Zaman memang telah berubah dan musim pun sudah berganti, begitulah hukum alam yang berlaku. Pangkalan Angkatan Udara Halim Perdanakusuma sebagai pusat dari sistem pertahanan udara nasional dan home base dari beberapa skadron udara strategis penjaga kedaulatan negara di udara, mungkin pula kini sudah dinilai tidak diperlukan lagi.
Dengan wawasan sempit seperti itu, maka Lanud Halim dengan segala perabotannya pasti dipandang sudah waktunya masuk “museum penerbangan nasional” di lokasi International Airport Kertajati yang tidak terpakai selama ini dari pada menjadi mubazir.
Di luar itu semua, semoga saja nama harum dan semangat juang Pahlawan Nasional Halim Perdanakusuma tidak akan menguap ditelan zaman yang terus berubah.

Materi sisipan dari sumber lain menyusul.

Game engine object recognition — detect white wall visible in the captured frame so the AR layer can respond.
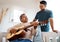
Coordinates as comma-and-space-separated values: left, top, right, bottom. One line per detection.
0, 0, 39, 32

Halim Perdanakusuma pada bulan November nanti akan memasuki usia ke-100. Mudah mudahan menjelang capaian usia satu abad, masih cukup banyak orang waras yang tidak semata hanya mengejar keuntungan finansial dan masih tetap semangat menggelorakan spirit yang tinggi dalam meneruskan pembangunan Angkatan Udara yang kuat untuk senantiasa mampu menjaga kedaulatan dan kehormatan Ibu Pertiwi dan Bapak Angkasa Indonesia Tercinta. Amin.
Jakarta, Hari Sumpah Pemuda 28 Oktober 2022
*) Kepala Staf TNI Angkatan Udara periode 2002–2005, pendiri Pusat Studi Air Power Indonesia.